As CFOs have shifted to roles of greater responsibility and reach, controllers have come in to back-fill the tasks that were traditionally handled by the CFO. In the past, it would have been unthinkable for the controller to be able to take over the financial responsibilities of their C-suite leader, but with FP&A software, big data, automation and large scale data analysis, controllers look to technology to do the heavy lifting that this role used to do manually. Instead of directly managing thousands of transactions, pattern recognition and predictive analytics now point to potential issues.

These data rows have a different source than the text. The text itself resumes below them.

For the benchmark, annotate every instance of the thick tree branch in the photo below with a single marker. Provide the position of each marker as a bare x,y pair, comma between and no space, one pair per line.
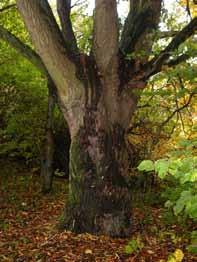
142,20
56,56
22,48
63,9
105,46
155,65
48,41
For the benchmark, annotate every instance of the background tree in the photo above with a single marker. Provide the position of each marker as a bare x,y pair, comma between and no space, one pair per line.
98,96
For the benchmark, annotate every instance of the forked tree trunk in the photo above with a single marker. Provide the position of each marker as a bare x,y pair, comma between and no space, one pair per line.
96,102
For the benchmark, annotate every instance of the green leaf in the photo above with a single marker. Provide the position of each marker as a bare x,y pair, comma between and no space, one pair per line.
161,167
181,202
146,165
192,248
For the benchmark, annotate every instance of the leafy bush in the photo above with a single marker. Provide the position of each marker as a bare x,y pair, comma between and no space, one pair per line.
180,172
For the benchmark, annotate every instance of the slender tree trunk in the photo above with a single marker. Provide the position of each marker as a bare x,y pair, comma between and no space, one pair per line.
47,156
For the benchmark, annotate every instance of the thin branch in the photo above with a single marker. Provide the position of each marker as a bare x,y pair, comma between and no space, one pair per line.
166,34
176,111
105,44
180,59
155,65
64,9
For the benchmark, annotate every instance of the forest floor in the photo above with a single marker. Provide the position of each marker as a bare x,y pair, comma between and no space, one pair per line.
28,228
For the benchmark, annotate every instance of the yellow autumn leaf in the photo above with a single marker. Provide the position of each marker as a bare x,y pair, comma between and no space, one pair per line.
177,256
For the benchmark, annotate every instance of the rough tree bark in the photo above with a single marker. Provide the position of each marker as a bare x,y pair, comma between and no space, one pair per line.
97,100
49,154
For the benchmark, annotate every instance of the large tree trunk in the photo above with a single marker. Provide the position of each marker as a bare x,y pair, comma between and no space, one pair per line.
95,100
99,200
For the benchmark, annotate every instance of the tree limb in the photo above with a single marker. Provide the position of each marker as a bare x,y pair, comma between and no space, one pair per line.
142,20
176,111
22,48
155,65
105,45
177,60
48,41
63,9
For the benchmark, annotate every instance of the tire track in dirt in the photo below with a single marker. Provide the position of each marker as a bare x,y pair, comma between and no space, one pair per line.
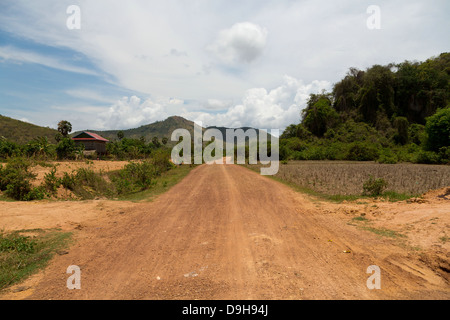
225,232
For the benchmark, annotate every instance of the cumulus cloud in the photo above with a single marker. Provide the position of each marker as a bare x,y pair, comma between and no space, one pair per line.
132,112
242,43
263,109
16,55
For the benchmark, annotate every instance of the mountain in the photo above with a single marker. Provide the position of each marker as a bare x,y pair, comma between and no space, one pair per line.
158,129
22,132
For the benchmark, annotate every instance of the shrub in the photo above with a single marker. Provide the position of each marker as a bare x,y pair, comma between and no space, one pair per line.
427,157
374,187
438,130
362,152
51,182
17,243
68,181
15,178
388,156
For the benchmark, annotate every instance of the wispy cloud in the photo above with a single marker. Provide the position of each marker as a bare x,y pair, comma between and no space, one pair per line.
15,55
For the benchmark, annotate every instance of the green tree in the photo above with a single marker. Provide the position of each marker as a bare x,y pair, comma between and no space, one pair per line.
437,128
402,125
319,116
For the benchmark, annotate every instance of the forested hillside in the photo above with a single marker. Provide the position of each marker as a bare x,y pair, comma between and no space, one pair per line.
391,113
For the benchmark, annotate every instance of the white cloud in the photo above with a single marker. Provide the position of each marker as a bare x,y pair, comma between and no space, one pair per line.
20,56
132,112
196,51
263,109
242,43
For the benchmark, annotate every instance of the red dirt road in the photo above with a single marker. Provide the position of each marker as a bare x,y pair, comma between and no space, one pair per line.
225,232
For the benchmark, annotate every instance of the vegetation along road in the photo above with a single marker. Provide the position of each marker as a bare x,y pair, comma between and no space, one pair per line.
226,232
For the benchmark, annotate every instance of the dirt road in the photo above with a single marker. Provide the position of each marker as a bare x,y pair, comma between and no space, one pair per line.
226,232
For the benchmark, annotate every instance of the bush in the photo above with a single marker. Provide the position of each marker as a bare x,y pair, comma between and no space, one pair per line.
51,182
388,156
362,152
427,157
374,187
17,243
135,177
438,130
15,179
68,181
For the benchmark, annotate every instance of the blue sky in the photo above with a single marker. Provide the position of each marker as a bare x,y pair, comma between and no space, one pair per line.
249,63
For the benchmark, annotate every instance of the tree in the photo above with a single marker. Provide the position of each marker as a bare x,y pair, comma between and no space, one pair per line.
64,127
401,124
319,116
156,143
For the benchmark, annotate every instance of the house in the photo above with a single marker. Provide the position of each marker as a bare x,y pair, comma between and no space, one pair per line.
91,142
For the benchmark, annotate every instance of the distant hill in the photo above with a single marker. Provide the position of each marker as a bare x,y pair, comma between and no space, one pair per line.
158,129
22,132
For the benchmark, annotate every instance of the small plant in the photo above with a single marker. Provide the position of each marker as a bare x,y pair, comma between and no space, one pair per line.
374,187
17,243
15,178
51,182
68,181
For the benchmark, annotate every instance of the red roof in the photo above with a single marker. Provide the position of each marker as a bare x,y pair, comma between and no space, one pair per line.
95,137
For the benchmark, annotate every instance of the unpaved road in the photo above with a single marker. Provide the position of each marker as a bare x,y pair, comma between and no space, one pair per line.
225,232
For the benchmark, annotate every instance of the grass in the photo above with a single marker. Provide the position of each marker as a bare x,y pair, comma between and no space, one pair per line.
164,183
384,232
343,180
24,252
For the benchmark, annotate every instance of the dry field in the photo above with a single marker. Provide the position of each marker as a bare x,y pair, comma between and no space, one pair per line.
347,178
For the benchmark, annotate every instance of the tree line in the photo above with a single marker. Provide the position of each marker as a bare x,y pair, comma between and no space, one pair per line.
66,149
391,113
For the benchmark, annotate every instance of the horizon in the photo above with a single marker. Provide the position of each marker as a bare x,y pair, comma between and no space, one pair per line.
252,64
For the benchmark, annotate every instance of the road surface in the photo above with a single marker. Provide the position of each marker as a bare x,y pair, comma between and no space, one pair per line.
226,232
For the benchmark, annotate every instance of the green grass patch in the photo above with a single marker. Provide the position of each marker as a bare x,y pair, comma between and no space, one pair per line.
164,182
24,252
384,232
360,218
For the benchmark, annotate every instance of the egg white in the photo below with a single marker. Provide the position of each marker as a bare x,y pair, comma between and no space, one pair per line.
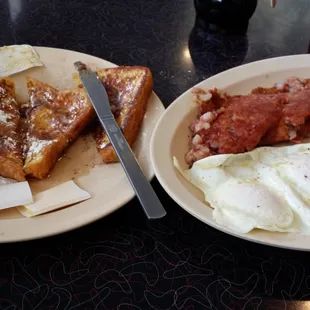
267,188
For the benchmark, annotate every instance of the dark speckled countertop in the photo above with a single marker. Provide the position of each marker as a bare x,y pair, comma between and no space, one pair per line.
124,261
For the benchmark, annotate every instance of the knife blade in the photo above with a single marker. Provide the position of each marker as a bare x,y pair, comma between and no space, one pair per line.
100,101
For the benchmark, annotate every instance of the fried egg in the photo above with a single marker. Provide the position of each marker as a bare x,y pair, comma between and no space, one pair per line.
17,58
267,188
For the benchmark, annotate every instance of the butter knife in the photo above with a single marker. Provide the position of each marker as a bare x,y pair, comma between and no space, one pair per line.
99,98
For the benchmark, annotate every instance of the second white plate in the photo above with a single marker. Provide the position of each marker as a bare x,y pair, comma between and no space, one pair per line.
170,138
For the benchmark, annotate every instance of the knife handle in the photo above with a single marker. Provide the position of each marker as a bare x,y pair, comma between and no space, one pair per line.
142,187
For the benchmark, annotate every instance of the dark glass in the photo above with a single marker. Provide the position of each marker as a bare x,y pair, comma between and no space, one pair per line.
225,15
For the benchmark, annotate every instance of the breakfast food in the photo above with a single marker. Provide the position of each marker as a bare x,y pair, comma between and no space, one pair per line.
237,124
129,89
51,121
267,188
11,160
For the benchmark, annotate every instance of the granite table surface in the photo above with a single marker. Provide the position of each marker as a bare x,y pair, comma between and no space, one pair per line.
124,261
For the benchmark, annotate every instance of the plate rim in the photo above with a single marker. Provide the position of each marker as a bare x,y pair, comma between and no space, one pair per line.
162,176
70,227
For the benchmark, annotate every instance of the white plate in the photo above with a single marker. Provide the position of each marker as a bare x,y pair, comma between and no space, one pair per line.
107,184
170,138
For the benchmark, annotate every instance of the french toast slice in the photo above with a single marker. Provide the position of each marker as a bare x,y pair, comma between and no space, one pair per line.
51,121
11,160
129,89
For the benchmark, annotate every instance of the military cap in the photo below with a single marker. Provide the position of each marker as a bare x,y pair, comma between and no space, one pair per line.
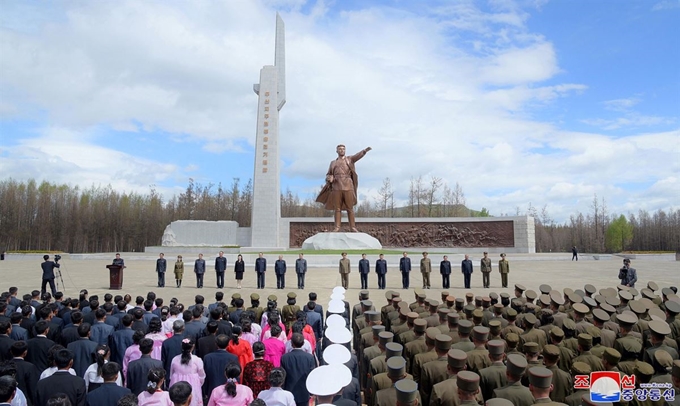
626,319
419,325
585,340
480,333
430,334
393,349
377,329
443,342
467,381
540,377
556,332
611,356
385,337
452,318
660,328
672,307
512,338
531,348
644,369
464,326
530,294
516,364
456,359
407,390
551,351
676,369
496,347
580,368
568,324
530,318
580,308
396,367
499,402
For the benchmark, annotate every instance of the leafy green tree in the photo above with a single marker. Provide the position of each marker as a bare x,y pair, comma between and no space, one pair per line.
619,234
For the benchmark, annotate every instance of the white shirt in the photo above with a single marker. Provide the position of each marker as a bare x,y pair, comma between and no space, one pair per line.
277,397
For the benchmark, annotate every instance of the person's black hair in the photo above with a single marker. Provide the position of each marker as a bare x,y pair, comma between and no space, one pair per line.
277,377
187,347
145,346
232,372
110,370
179,392
8,387
155,376
62,358
99,357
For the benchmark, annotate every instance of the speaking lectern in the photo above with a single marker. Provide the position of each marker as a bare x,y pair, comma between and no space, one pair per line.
115,277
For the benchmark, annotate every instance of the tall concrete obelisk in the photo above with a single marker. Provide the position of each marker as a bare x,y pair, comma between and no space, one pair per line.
271,90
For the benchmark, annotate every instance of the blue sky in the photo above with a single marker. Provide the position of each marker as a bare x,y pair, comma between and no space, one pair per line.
520,102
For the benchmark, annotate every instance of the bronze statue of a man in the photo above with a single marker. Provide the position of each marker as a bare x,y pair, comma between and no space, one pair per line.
340,191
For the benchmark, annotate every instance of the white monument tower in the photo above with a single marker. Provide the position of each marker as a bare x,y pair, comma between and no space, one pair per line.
271,90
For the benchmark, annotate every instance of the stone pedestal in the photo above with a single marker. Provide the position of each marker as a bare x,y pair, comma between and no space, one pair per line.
341,241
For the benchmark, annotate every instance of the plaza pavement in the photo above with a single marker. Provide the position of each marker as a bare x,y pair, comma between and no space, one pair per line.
531,270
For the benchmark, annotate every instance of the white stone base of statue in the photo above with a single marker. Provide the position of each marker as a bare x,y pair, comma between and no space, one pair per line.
341,241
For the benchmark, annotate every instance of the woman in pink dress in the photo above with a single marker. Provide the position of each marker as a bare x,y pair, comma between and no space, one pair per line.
232,393
274,348
154,395
189,368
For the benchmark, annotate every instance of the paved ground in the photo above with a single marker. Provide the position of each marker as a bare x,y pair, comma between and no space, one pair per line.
529,270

Financial analysts have moved from only needing a firm understanding of financial concepts to needing to grasp the complexities of business intelligence and data visualization. Combining technical skills with knowledge of the business’s financials makes analysts crucial members of the CFO’s strategic arsenal. But to be able to leverage the data to its fullest, data analysts need access to tools that accelerate the processing of the information. These tools mean that financial analysts can help quickly guide the company as to the right time to hire, invest, and even begin major projects, keeping the business ahead of the competition.

Accountants & Bookkeepers

While other roles have changed dramatically in their overall definition and expectations, technology has changed the day-to-day positions of accountants and bookkeepers the most. Instead of spending time chasing down data and entering it, integrations mean data can be automatically fed from other source systems into the reports and balance sheets that bookkeepers need to do their jobs.Accountants can spend less time doing hands-on validation and data manipulation into reports, allowing accounting applications to do this automatically. Instead, their time can be spent defining the best reporting workflows while interpreting the financial data flowing into the finance team.

How Technology Impacts the New Roles in Finance

Obviously, based on these role definitions, technology plays a major part in the re-imagining of the office of finance.It doesn’t stop with only changing the tasks of the team, but also impacts what and when they are able to provide insights and information. Removing manual tasks and validation from the finance team’s to-dos means reconciliation and reporting are done sooner and with more accuracy.For this time of year, that means more time spent on the analysis of the budget before presentation to the board, and deeper and more meaningful insights into the first-quarter results. Clear data visualizations created by the finance team help board members and the C-suite quickly understand the challenges and opportunities that the office of finance is able to uncover, thanks to their expertise and the tools at their disposal.The result? The combination of their new strategic roles and the addition of the right technology to carry through on those expectations allows the finance team to offer tremendous value to the business.